How quiet scenes help make ‘The Great Escape’ so thrilling

By Ray Bennett
John Sturges’s terrific prisoner-of-war adventure ‘The Great Escape’ is an annual treat around this time of year and remained great entertainment when I watched it on BBC-TV for the enth time. Elmer Bernstein’s splendid score was the first film soundtrack recording I ever bought and it is still thrilling. For me, too,  some of the best scenes, which actually enhance the drama and chase sequences, are quiet ones between James Garner, as Hendley, the scrounger, and British actor Donald Pleasance playing forger Blythe, who loses his sight.

There appears to be genuine chemistry between the two actors and when I interviewed Garner in the Seventies, he agreed. ‘I felt so,’ he said. ‘I loved it! I just think Donald is so marvellous and it was a good relationship. We got to do some things on our own in there.’

Garner lauded director Sturges for being very accommodating. ‘He was very good about that,’ he said. ‘As long as we stuck to the point of it, we could change a little dialogue. I wrote about three scenes in the picture. They were small character things, you know, like the stealing of the equipment they needed for the forgeries.’

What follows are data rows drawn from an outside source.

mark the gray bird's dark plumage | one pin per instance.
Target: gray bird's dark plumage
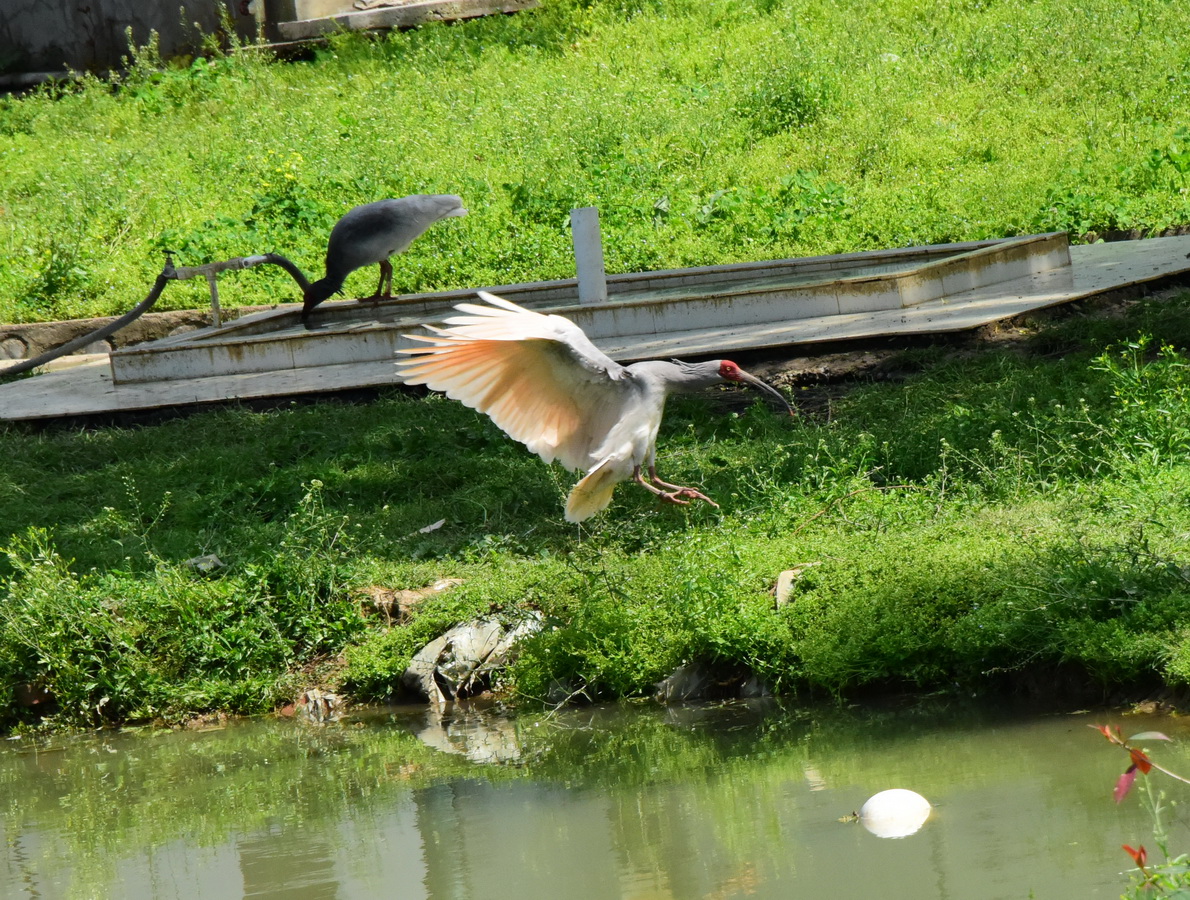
(371, 233)
(542, 380)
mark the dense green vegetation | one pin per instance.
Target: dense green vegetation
(995, 520)
(706, 132)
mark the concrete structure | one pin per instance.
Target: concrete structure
(43, 38)
(51, 36)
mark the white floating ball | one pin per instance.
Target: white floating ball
(894, 813)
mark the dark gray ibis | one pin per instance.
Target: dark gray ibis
(547, 386)
(371, 233)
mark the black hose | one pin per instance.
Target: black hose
(167, 275)
(99, 333)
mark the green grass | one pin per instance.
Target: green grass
(997, 520)
(706, 132)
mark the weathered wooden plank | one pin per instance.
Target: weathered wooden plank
(399, 17)
(1094, 269)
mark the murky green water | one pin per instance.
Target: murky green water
(632, 801)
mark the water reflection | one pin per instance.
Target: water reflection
(632, 801)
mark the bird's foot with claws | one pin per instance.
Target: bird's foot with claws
(676, 497)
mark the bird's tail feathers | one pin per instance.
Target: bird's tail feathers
(593, 493)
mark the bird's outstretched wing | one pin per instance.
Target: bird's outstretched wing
(537, 376)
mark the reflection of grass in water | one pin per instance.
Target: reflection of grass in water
(738, 768)
(98, 801)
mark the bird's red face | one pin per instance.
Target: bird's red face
(730, 372)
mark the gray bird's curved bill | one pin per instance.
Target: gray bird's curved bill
(769, 389)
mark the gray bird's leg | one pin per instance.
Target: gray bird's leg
(675, 494)
(386, 279)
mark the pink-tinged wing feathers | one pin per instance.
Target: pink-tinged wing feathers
(536, 376)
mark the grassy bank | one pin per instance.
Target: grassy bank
(1004, 519)
(706, 132)
(1012, 518)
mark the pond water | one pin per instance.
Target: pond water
(711, 801)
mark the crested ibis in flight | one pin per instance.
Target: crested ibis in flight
(373, 232)
(547, 386)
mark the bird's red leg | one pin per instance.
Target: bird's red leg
(676, 492)
(681, 491)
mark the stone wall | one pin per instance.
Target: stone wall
(52, 36)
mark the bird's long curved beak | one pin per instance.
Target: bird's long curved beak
(766, 388)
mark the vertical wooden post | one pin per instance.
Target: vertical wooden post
(588, 255)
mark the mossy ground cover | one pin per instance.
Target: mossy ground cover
(706, 132)
(993, 520)
(990, 520)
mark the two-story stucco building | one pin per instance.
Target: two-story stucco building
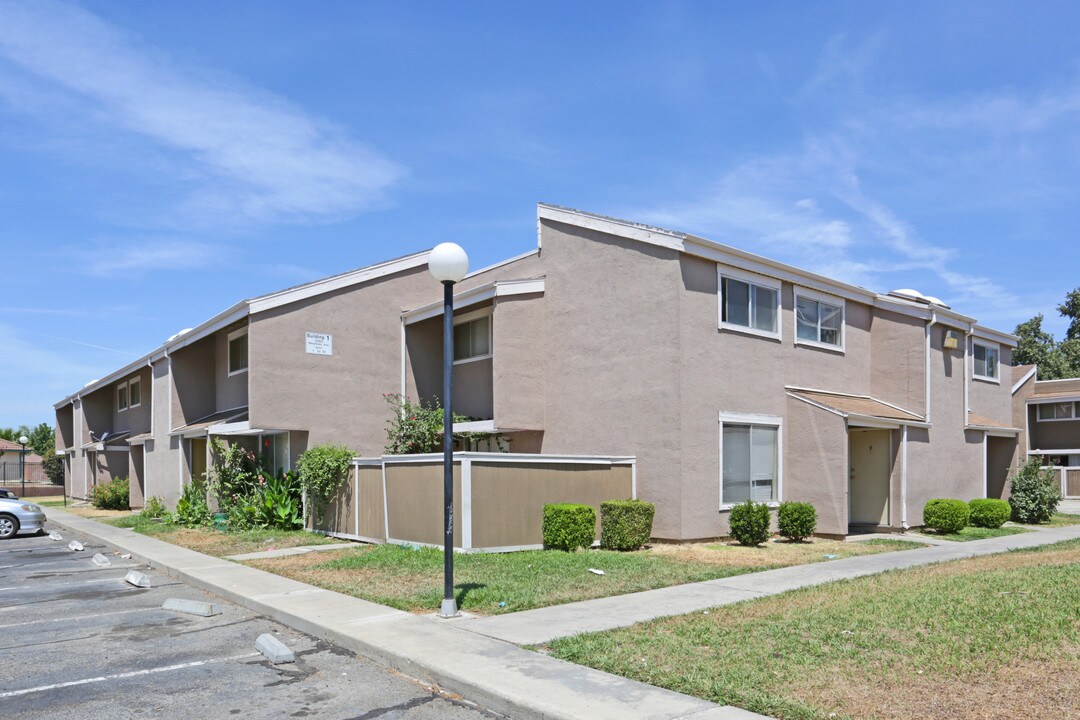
(727, 375)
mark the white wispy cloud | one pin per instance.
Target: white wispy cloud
(135, 256)
(245, 153)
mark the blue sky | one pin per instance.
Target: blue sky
(161, 161)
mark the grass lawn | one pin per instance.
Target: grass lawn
(989, 637)
(496, 583)
(216, 542)
(972, 532)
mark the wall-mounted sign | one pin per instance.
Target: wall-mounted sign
(319, 343)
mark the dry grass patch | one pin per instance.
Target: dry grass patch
(498, 583)
(989, 637)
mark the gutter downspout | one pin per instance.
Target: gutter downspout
(933, 321)
(903, 479)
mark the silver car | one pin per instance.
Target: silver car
(19, 516)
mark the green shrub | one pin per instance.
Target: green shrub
(625, 525)
(796, 520)
(192, 510)
(323, 470)
(568, 527)
(750, 522)
(111, 494)
(1034, 492)
(945, 515)
(988, 513)
(154, 507)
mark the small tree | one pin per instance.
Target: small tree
(323, 470)
(1034, 492)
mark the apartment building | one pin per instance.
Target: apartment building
(727, 375)
(1048, 412)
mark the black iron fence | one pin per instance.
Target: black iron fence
(11, 473)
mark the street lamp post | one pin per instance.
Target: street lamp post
(22, 461)
(448, 263)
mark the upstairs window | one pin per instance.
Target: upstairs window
(1056, 411)
(819, 320)
(238, 351)
(751, 304)
(472, 339)
(986, 362)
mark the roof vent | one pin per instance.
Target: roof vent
(908, 294)
(184, 331)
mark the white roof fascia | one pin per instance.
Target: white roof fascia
(475, 296)
(1022, 381)
(903, 307)
(737, 258)
(337, 282)
(818, 405)
(501, 263)
(995, 336)
(644, 233)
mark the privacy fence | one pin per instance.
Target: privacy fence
(498, 498)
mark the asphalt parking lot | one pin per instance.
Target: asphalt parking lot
(77, 641)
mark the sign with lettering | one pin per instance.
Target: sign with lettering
(320, 343)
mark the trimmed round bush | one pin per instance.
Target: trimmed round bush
(946, 515)
(111, 494)
(750, 522)
(567, 527)
(1034, 492)
(988, 513)
(625, 525)
(796, 520)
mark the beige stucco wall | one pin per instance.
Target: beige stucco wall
(898, 360)
(520, 366)
(946, 461)
(815, 463)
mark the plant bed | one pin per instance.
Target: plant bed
(497, 583)
(979, 533)
(988, 637)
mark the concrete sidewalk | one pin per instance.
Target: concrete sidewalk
(545, 624)
(493, 673)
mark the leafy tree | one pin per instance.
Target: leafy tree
(1070, 309)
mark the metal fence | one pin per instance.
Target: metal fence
(11, 473)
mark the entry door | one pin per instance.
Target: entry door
(871, 463)
(198, 457)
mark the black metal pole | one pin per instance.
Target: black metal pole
(449, 608)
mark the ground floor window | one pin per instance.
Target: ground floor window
(750, 459)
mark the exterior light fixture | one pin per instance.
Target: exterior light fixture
(448, 263)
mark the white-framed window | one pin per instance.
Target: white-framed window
(134, 392)
(748, 302)
(238, 351)
(472, 336)
(1051, 411)
(985, 361)
(751, 459)
(819, 320)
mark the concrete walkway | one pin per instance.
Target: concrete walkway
(495, 674)
(545, 624)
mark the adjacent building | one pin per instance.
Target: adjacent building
(727, 375)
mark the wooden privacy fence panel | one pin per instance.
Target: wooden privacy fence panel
(498, 498)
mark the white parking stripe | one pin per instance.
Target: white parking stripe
(65, 620)
(121, 676)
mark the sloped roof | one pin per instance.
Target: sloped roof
(861, 405)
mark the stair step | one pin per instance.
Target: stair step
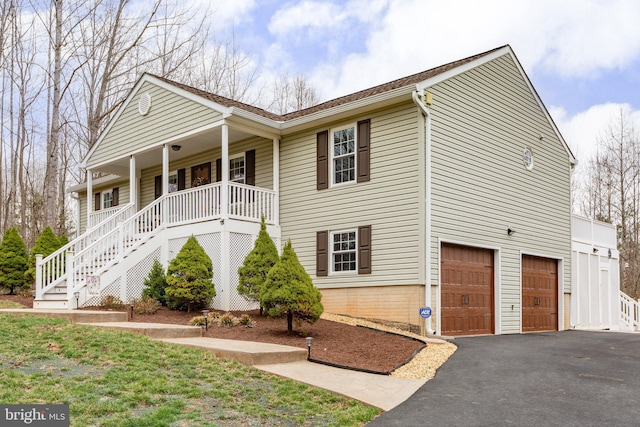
(49, 304)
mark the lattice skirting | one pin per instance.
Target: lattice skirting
(227, 297)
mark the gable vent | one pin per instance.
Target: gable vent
(144, 104)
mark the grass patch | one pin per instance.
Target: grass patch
(10, 304)
(112, 378)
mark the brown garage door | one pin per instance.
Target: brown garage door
(467, 290)
(539, 294)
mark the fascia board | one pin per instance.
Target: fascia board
(349, 108)
(96, 183)
(164, 85)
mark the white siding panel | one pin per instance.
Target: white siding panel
(482, 122)
(170, 115)
(389, 202)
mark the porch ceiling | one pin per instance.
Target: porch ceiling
(189, 146)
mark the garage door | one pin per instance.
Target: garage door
(466, 275)
(539, 294)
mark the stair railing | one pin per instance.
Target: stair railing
(51, 270)
(629, 315)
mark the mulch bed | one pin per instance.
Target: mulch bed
(333, 342)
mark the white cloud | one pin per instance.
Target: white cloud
(569, 38)
(583, 130)
(316, 18)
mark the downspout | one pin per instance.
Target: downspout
(418, 100)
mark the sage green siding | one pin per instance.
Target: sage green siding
(482, 122)
(170, 115)
(389, 202)
(264, 166)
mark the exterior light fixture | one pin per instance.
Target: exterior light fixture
(309, 341)
(205, 314)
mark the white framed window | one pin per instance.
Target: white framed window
(343, 155)
(173, 181)
(237, 172)
(107, 199)
(344, 251)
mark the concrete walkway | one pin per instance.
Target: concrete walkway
(382, 391)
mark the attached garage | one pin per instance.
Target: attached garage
(467, 294)
(539, 294)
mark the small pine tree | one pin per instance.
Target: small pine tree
(289, 290)
(13, 261)
(156, 283)
(257, 264)
(189, 275)
(45, 245)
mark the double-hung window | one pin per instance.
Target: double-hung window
(237, 169)
(173, 182)
(343, 251)
(343, 155)
(343, 151)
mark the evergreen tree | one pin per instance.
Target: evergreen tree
(257, 264)
(13, 261)
(156, 283)
(46, 244)
(289, 290)
(189, 278)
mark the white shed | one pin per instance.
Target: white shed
(595, 293)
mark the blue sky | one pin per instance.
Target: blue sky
(582, 56)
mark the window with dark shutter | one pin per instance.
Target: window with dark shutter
(182, 179)
(157, 186)
(322, 253)
(250, 167)
(116, 197)
(322, 163)
(201, 174)
(364, 139)
(364, 249)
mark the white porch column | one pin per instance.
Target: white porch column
(89, 197)
(224, 193)
(133, 188)
(165, 169)
(276, 180)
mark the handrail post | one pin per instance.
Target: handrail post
(120, 238)
(39, 285)
(70, 278)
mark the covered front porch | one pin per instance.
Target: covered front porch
(191, 179)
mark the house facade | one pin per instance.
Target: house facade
(447, 189)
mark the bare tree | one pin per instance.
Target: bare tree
(292, 94)
(613, 194)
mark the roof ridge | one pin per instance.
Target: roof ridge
(384, 87)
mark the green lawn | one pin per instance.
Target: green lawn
(119, 379)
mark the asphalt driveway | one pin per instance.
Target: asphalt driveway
(570, 378)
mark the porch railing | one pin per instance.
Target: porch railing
(52, 269)
(97, 217)
(112, 239)
(629, 315)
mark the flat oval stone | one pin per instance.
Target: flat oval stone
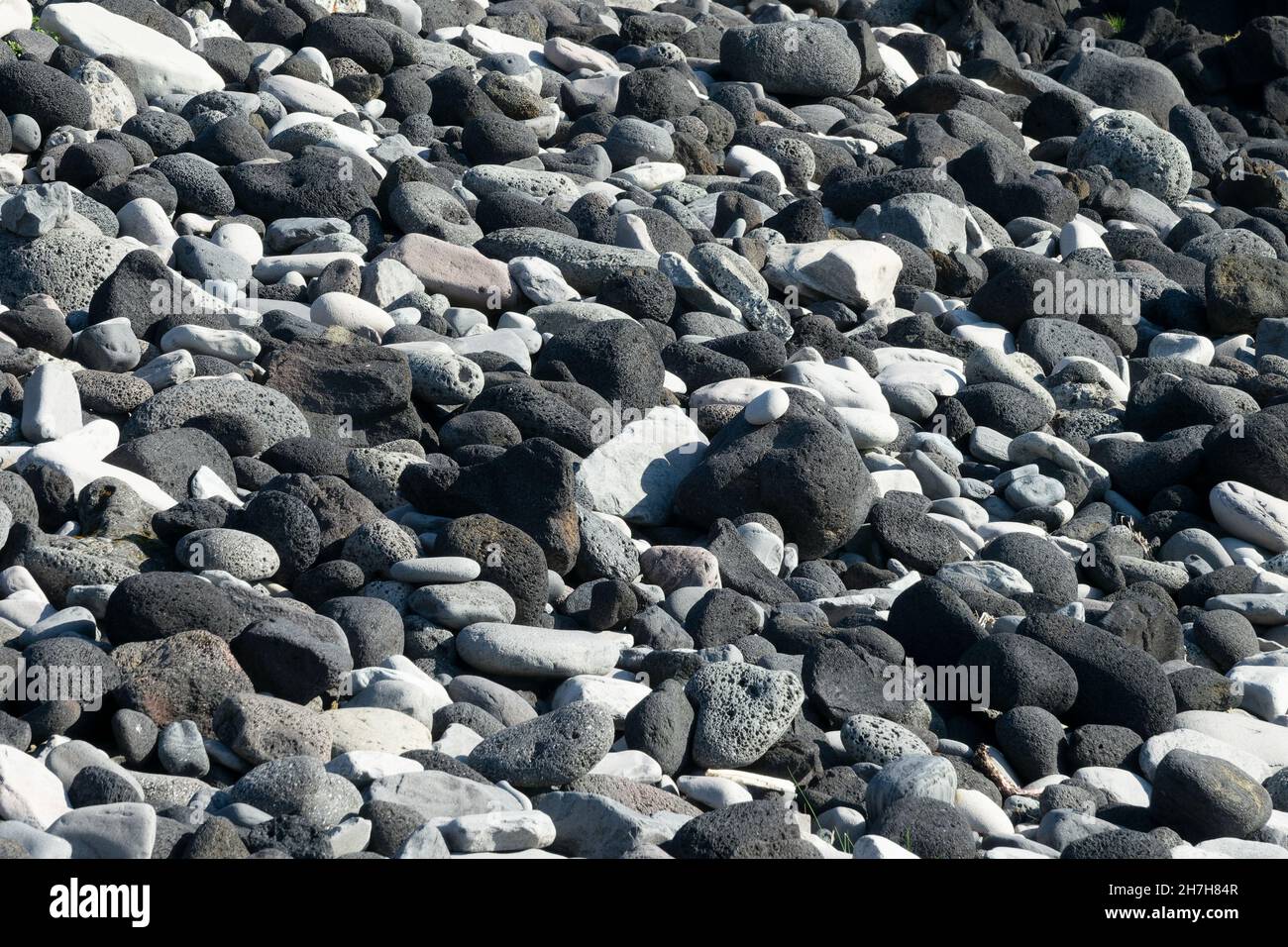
(528, 652)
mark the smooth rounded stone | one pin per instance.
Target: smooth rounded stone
(438, 793)
(631, 766)
(439, 375)
(1194, 541)
(101, 787)
(926, 827)
(261, 728)
(241, 554)
(34, 841)
(541, 281)
(35, 211)
(1250, 514)
(115, 830)
(1155, 749)
(497, 699)
(464, 603)
(1034, 491)
(376, 728)
(29, 791)
(982, 813)
(712, 791)
(1207, 797)
(51, 406)
(811, 58)
(619, 693)
(1117, 844)
(227, 344)
(425, 841)
(876, 847)
(1120, 787)
(1024, 673)
(514, 650)
(176, 406)
(742, 710)
(550, 750)
(1134, 150)
(875, 740)
(419, 206)
(364, 767)
(180, 749)
(136, 735)
(768, 406)
(930, 777)
(415, 698)
(349, 312)
(498, 831)
(376, 545)
(925, 221)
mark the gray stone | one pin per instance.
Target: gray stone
(742, 710)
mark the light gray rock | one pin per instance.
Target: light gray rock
(1137, 151)
(116, 830)
(742, 710)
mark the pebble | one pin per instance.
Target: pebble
(387, 474)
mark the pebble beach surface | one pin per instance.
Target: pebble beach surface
(552, 428)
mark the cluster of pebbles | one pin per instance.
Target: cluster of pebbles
(553, 428)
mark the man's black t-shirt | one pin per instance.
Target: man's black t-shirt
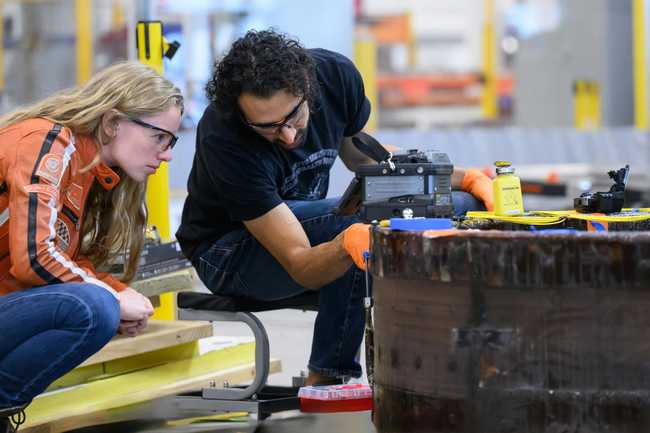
(238, 175)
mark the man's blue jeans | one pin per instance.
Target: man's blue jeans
(47, 331)
(238, 265)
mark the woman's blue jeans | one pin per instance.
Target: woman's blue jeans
(47, 331)
(238, 265)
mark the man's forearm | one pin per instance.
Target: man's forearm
(317, 266)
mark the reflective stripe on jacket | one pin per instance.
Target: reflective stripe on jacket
(43, 191)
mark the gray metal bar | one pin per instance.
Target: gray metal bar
(262, 352)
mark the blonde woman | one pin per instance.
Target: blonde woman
(72, 180)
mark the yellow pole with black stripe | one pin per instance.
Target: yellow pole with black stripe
(151, 49)
(2, 46)
(489, 97)
(640, 64)
(83, 18)
(365, 59)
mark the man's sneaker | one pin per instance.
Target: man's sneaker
(11, 418)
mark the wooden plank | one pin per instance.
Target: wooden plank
(98, 402)
(159, 334)
(118, 366)
(178, 281)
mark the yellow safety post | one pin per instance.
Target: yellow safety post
(83, 17)
(489, 105)
(365, 58)
(152, 46)
(410, 41)
(640, 65)
(2, 47)
(586, 100)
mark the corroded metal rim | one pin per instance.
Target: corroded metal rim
(516, 259)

A poignant sequence in the film is when Hendley suspects and then sees that Blythe is going blind. ‘I really loved working with Donald,’ Garner told me. ‘As a matter of fact, John apologised profusely to me because there were two scenes that you never saw that were really absolutely wonderful. Donald was fantastic and they were beautifully shot and everything but they were left on the cutting-room floor so we could get Steve McQueen on his motorcycle.’

Garner was pragmatic about what made the film so exciting. ‘That turned out to be, I guess, the right thing to do,’ he said, ‘but it would have been better for Donald and me to keep those scenes. You have to look at the picture as a whole and it was the right thing to do: get McQueen on that bike.’